OK, revise the question - if the connection to the rest of the world was spotty, say, once a week, instead of non-existent, how would that change things?
My reason for asking this is I am developing a product for deployment in the Third World that Bitcoin is a great fit for, but it must be able to function with only intermittent access to the blockchain and support 50-100 users.
Besides spending an hour or so (on a fast connection) to download the last week's worth of transactions anyone on the island would also have to wait a week to truly see their transactions confirmed. If they mined on their own, then they would create transactions for those coins, sure, but as soon as they hooked back up to the mainland, all of those transactions would be reversed/deleted, and they would have to wait until those transactions were processed by a miner on the mainland (or by them while they still had the connection to the mainland).
So:
- They couldn't mine coins, because they would be reversed when connected to the mainland.
- They couldn't send transactions, unless they didn't mind waiting for a week for each one to be confirmed and for the person receiving them to be able to spend them again.

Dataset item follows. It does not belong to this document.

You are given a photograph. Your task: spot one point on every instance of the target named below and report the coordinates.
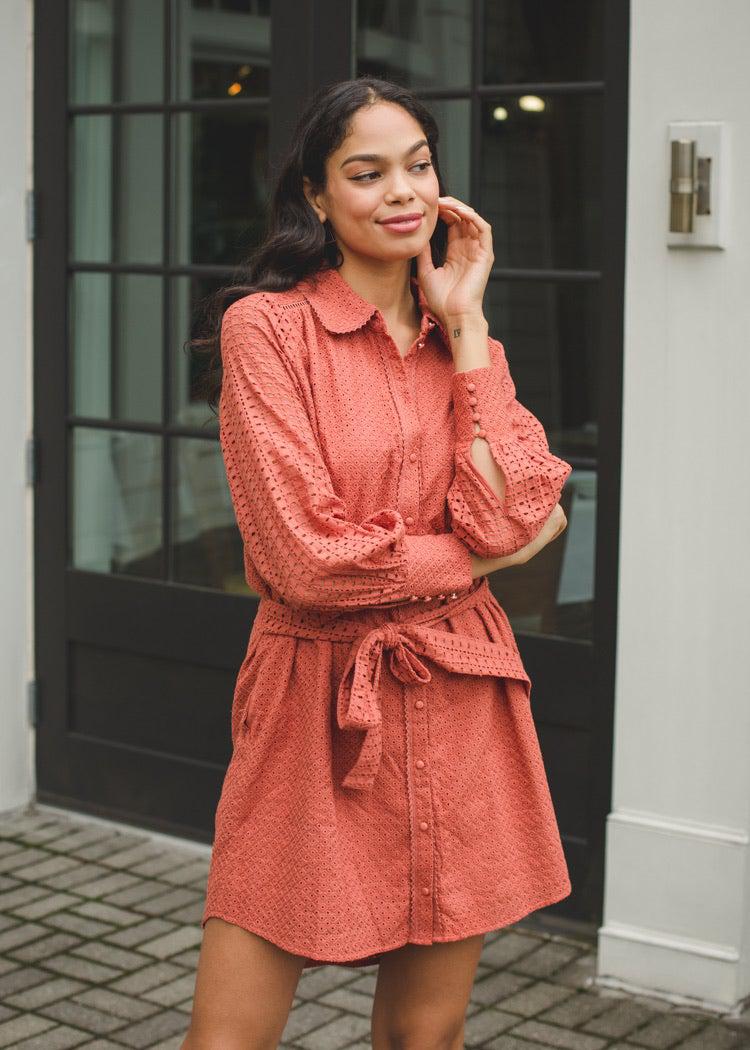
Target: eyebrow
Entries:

Really, I think it'd be a good idea to create a local version of Bitcoin (not even a fork, just a start-from-block-1 Bitcoin Island Edition), and let them mine away. They'll end up setting their own values for the coins as appropriate, and they would never have to connect to the mainland. Perhaps there may arise some demand for these Island coins from people who visit the island (?), so an exchange could be created where island people could trade their island coins for regular Bitcoins, and use them on the mainland, etc.